The event, in Qatar next January, is likely to see a number of A-League players called up. Williams is hoping he'll be one of them after debuting for Australia under Pim Verbeek in 2008.

"Every time you put on the green and gold it's a very proud moment - you feel you're doing something for your nation - but I don't want to get too far ahead of myself," he told au.fourfourtwo.com.

"I've got a lot work ahead of me and I just want to stay focused. I'm here to do whatever I can in whatever role the club wants me to fill but for sure, the Asian Cup is my aim in terms of the Socceroos."

Fury officially began their season's preparations on Tuesday with the majority of players joining in the session. The players are being eased back into it with cross-training such as mountain biking, kayaking and some ball work and physical testing.

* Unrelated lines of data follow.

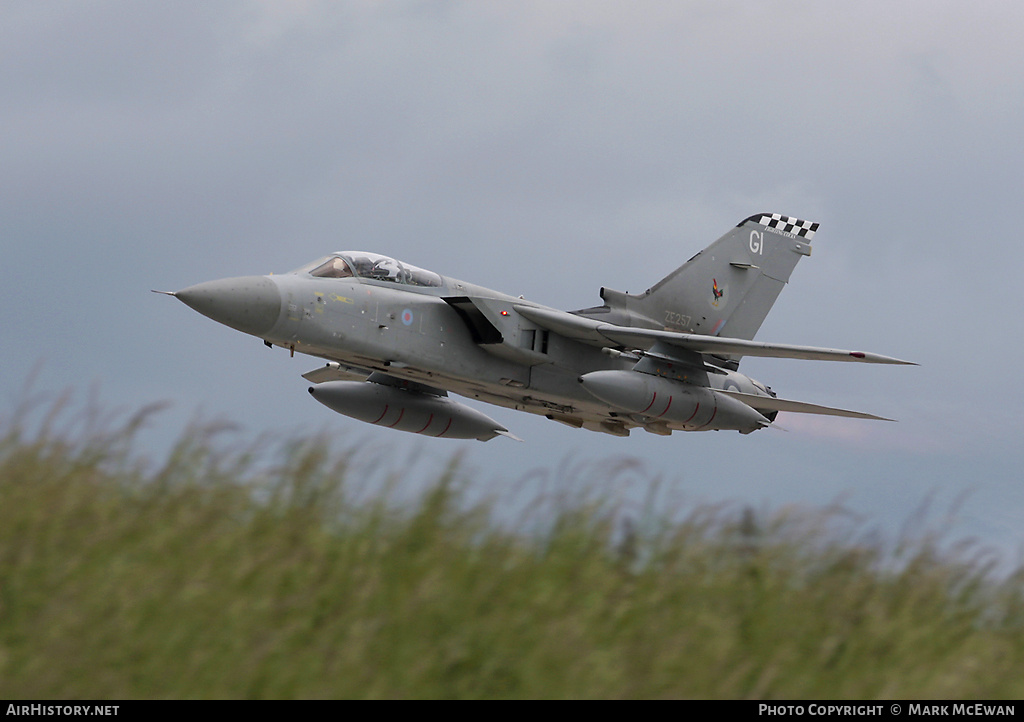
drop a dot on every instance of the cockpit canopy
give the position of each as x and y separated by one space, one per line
370 265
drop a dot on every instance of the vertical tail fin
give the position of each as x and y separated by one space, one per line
725 290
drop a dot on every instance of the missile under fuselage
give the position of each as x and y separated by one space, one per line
407 411
656 400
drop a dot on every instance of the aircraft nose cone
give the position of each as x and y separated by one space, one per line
250 303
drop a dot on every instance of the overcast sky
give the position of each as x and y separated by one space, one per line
544 149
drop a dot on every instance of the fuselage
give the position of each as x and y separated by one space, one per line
446 334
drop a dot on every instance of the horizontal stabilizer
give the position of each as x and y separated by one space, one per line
739 347
771 404
596 333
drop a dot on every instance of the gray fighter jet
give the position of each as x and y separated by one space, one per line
398 339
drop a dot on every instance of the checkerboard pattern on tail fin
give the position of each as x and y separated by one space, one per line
803 228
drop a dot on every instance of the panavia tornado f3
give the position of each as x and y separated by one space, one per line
398 339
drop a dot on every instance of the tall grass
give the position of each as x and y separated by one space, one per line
220 572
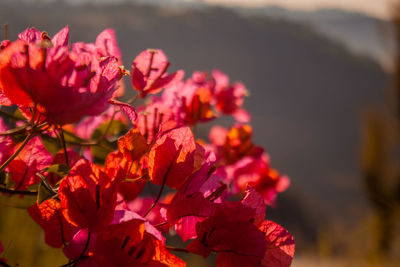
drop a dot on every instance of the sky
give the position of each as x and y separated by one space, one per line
377 8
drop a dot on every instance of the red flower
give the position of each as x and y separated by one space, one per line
6 145
220 233
280 245
88 196
149 72
229 97
48 215
62 86
32 159
173 158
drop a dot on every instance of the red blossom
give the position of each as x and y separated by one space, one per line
48 215
149 72
218 233
32 159
280 245
6 145
88 196
172 158
229 98
60 85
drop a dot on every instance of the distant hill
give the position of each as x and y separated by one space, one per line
307 92
361 33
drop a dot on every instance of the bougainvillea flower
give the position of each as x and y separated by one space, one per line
4 99
229 98
155 118
141 205
257 173
172 159
60 85
59 158
280 245
2 260
130 172
219 233
80 245
254 200
88 196
191 100
127 241
234 144
105 46
126 109
85 128
6 145
48 215
149 72
32 159
132 145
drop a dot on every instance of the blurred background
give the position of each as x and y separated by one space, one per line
324 82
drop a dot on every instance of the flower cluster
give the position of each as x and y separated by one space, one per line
92 160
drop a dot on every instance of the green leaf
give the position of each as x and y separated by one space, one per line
43 193
52 145
59 169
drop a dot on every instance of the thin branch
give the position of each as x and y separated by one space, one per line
160 192
17 192
177 249
5 164
11 116
72 263
62 139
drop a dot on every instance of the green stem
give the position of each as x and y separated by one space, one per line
17 192
5 164
62 139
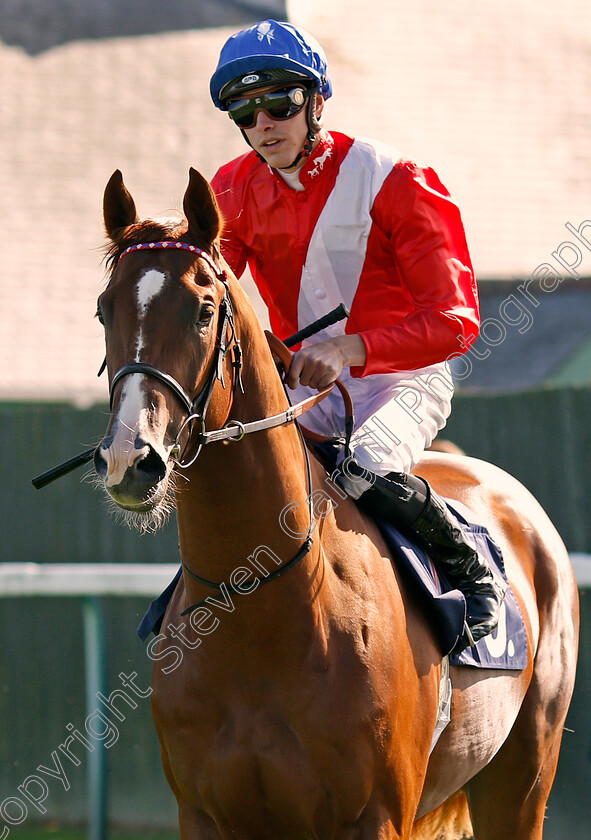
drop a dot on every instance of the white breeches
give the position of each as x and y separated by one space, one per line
397 416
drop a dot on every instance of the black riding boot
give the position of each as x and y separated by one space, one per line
409 503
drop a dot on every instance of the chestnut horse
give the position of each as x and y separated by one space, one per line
298 697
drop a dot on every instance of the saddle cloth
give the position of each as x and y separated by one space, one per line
505 649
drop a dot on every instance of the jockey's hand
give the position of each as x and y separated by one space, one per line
318 365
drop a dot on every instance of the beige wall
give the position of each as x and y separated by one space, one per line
494 95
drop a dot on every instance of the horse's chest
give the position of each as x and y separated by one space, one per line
287 767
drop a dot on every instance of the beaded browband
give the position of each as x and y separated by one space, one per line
184 246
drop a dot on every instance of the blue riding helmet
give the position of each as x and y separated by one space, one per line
268 53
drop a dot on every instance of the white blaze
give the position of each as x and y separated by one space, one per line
132 415
149 287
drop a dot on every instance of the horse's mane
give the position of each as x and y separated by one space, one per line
146 230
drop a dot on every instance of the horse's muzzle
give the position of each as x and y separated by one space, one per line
135 479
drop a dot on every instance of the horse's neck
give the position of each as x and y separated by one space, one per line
247 501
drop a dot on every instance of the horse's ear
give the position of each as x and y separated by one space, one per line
118 205
201 209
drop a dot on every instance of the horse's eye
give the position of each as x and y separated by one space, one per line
206 313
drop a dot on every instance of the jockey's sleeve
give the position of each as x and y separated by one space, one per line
426 234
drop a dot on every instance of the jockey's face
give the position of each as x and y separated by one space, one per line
279 142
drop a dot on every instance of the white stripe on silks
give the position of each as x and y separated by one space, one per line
336 252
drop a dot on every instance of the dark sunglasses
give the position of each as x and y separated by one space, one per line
279 105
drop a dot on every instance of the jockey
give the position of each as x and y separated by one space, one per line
322 218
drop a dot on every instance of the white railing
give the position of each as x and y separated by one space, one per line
93 581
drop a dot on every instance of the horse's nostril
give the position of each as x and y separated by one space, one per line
100 463
151 466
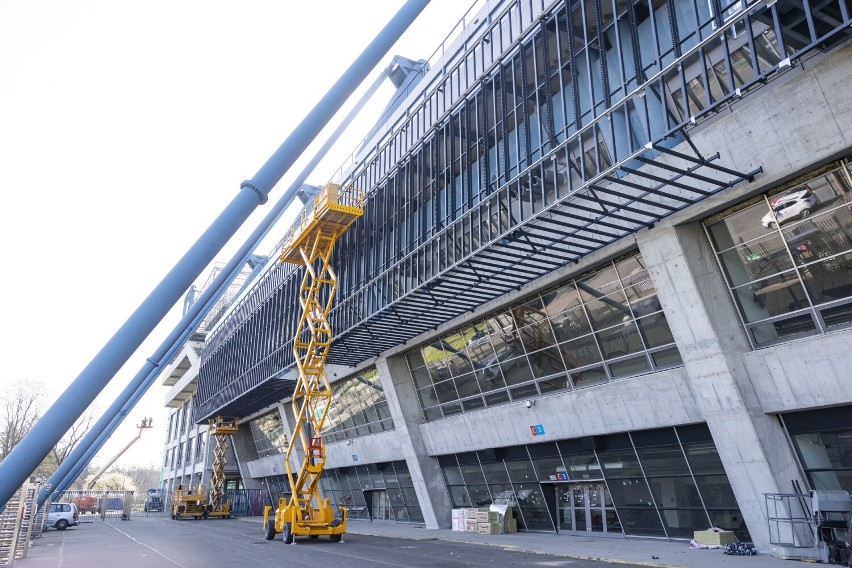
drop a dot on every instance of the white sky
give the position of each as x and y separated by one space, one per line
125 129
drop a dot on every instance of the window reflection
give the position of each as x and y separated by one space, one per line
358 407
789 253
553 341
641 487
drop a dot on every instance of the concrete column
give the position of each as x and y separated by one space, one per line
297 457
708 333
407 417
244 451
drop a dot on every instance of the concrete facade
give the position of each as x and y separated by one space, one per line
796 124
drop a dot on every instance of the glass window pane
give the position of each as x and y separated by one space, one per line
703 458
837 315
682 523
663 461
620 463
553 384
472 474
561 299
495 473
770 297
421 377
675 492
582 466
498 397
427 397
667 358
521 471
580 352
453 475
479 495
570 324
467 385
629 367
446 391
589 377
655 330
546 362
783 329
716 491
526 391
547 468
451 409
517 371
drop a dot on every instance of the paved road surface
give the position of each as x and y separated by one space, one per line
162 542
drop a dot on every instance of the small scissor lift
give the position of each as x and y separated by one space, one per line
222 428
188 501
310 243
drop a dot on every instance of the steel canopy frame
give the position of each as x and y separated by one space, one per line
71 468
71 404
521 252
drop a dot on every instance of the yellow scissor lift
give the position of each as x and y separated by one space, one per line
310 242
223 428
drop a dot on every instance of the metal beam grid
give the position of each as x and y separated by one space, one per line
532 150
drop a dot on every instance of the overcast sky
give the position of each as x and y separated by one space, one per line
125 129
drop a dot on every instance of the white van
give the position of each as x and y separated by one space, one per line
62 515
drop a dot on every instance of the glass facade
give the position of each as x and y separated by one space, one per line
358 408
788 259
270 437
592 329
382 491
823 442
512 147
666 482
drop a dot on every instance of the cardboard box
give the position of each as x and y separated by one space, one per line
489 528
714 538
487 517
511 525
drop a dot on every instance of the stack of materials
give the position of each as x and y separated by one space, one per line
497 520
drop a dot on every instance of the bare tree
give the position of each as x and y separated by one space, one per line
22 407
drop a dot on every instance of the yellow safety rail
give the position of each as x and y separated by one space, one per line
223 428
310 243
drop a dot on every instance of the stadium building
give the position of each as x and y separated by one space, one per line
604 276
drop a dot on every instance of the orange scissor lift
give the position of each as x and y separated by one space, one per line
310 242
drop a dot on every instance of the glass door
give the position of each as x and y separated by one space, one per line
586 508
381 505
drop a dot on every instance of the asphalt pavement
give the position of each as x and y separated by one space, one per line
161 542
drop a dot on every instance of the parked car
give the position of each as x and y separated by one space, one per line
154 501
793 204
62 515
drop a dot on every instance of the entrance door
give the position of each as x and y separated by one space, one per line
586 508
381 505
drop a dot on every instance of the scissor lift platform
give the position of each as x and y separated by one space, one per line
333 211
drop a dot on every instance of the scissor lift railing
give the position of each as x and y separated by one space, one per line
310 243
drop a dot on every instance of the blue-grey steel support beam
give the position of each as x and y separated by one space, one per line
195 313
71 404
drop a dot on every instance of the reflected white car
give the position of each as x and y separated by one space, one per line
791 205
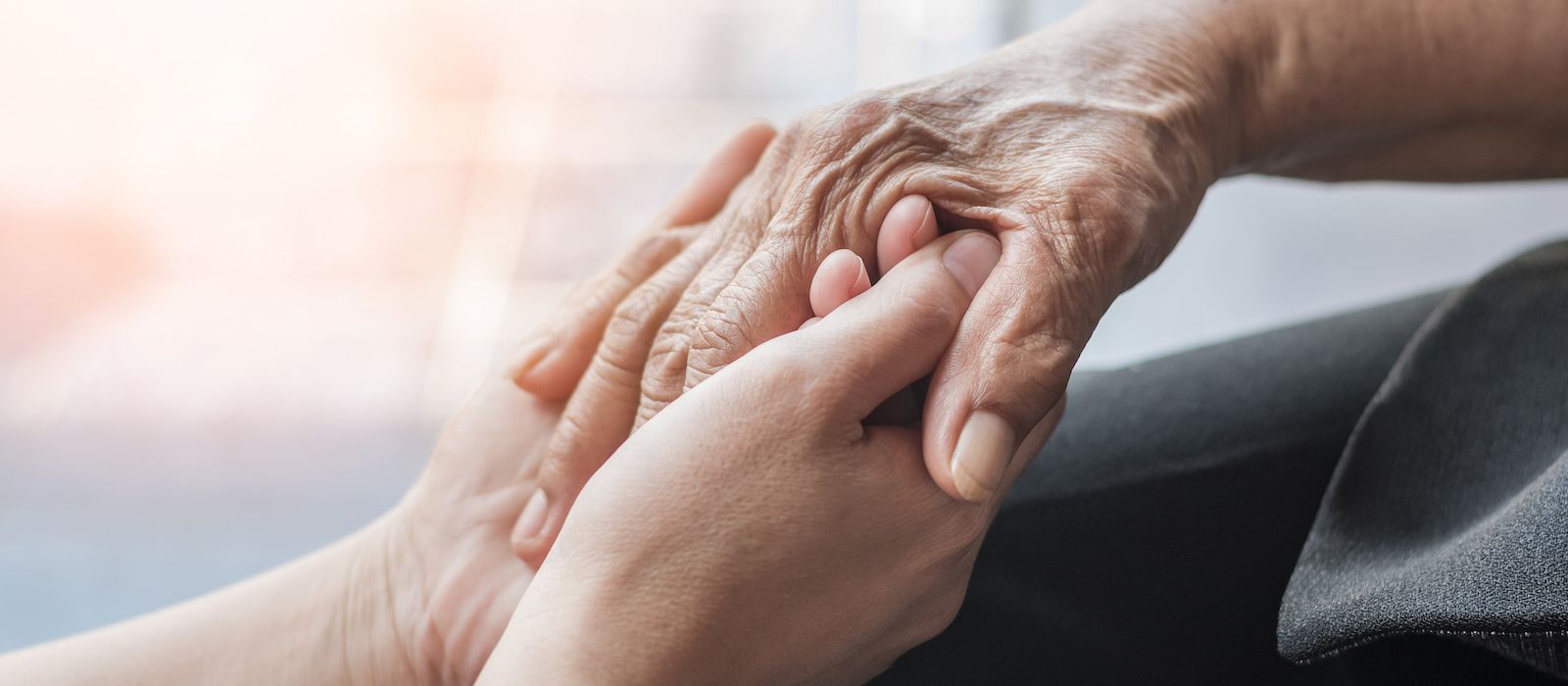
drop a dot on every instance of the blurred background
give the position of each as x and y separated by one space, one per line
253 253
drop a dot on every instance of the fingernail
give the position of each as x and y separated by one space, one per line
985 447
971 259
532 518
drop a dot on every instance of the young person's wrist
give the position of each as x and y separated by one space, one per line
378 614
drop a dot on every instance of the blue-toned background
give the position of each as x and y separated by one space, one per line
251 253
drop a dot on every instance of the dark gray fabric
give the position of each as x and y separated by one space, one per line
1449 510
1156 536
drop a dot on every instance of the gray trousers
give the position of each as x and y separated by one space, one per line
1379 497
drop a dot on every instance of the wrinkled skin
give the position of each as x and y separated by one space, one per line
444 555
762 499
1078 149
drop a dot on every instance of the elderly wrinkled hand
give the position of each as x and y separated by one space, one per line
768 495
1086 160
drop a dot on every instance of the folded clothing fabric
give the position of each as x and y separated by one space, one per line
1447 514
1376 497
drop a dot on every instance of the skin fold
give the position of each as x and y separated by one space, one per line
1086 149
800 511
760 500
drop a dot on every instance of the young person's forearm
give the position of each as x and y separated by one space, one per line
320 619
1423 89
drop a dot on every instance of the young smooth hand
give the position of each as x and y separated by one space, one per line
760 529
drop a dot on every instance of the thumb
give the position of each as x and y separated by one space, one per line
896 332
1007 368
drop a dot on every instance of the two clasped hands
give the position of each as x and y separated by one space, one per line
710 466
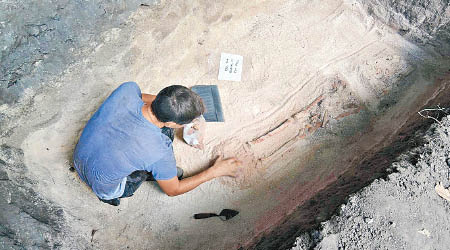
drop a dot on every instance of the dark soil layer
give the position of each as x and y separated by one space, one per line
425 24
366 169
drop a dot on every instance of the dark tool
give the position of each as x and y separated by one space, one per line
226 214
211 99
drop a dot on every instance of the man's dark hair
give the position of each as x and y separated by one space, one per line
177 104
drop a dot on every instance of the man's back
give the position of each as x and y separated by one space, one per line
118 140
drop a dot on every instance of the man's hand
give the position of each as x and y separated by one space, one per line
225 167
221 167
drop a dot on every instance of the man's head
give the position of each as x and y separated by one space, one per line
178 105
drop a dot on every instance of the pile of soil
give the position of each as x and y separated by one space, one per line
402 211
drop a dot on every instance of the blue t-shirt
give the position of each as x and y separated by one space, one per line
117 141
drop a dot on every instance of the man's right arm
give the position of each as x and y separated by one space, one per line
174 187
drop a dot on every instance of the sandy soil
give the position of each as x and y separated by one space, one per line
309 69
402 212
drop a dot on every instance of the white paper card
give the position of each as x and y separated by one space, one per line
230 67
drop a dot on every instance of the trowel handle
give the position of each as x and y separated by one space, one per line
204 215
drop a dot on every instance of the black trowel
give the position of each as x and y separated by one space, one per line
224 215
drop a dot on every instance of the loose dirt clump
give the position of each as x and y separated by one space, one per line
402 212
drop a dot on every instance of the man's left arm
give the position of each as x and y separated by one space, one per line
147 98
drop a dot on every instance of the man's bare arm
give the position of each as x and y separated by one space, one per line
147 98
174 187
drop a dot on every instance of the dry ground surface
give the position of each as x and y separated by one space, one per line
323 83
402 212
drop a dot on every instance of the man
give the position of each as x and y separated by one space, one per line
129 140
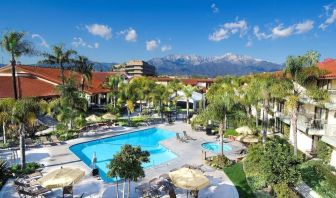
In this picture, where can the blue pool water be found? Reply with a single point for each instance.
(105, 148)
(215, 147)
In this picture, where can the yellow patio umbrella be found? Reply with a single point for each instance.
(92, 118)
(109, 116)
(60, 178)
(189, 179)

Williams, 22, isn't worried about a two month pre-season being too late for Fury to regroup ahead of the new season, although he concedes: "I hate pre-season. I just want to be playing games. But personally, with two months, I think we can hit our peak even before the season starts.

"I don't think we have to have a three-month pre-season. And obviously if the coaching staff thought otherwise, we'd have started sooner."

The Fury coaching staff is currently being led by assistant coach Stuart McLaren. The new head coach, says Williams, is likely to be announced in the next week with sources saying it could be a German.

"Obviously it would be good to do some shape work with the new coach and know who the new boss is but we'll see what happens in the next week or so," he said.

"Germans like hard-working teams and you get nowhere without hard work.

"People like to think we're on the back foot," Williams added of a club already being written off. "I don't think we're on the front foot just yet but we're kind of in-between."

And like last season, Williams feels the climate in Townsville will enable Fury to run over the top of sides in the final stages of games.

Whether that will be enough to lay a finals platform remains the question, but he says writing off any A-League team so prematurely is foolhardy.

"Those people can keep talking; they were the ones who said last season we were wooden-spooners and look what happened with us," he said.

"We had a pretty good record at home and if we can just do what we can on the road and maintain our strong form at home then we'll do well."

Williams added that former Fury marquee Robbie Fowler "had every right to comment" on the way Fury players were treated by the club after the club went bust at the end of last season.

Fowler, now with Perth Glory, has publicly rebuked hsi former club for the way it handled the scenario but Williams says there's a good feeling at the club that now features a new ownership model and former FFA staffer Archie Fraser as interim CEO.

Williams added: "I reckon we'll do well. And if people want to write us off, so be it.

"We'll just keep working hard and surprising people."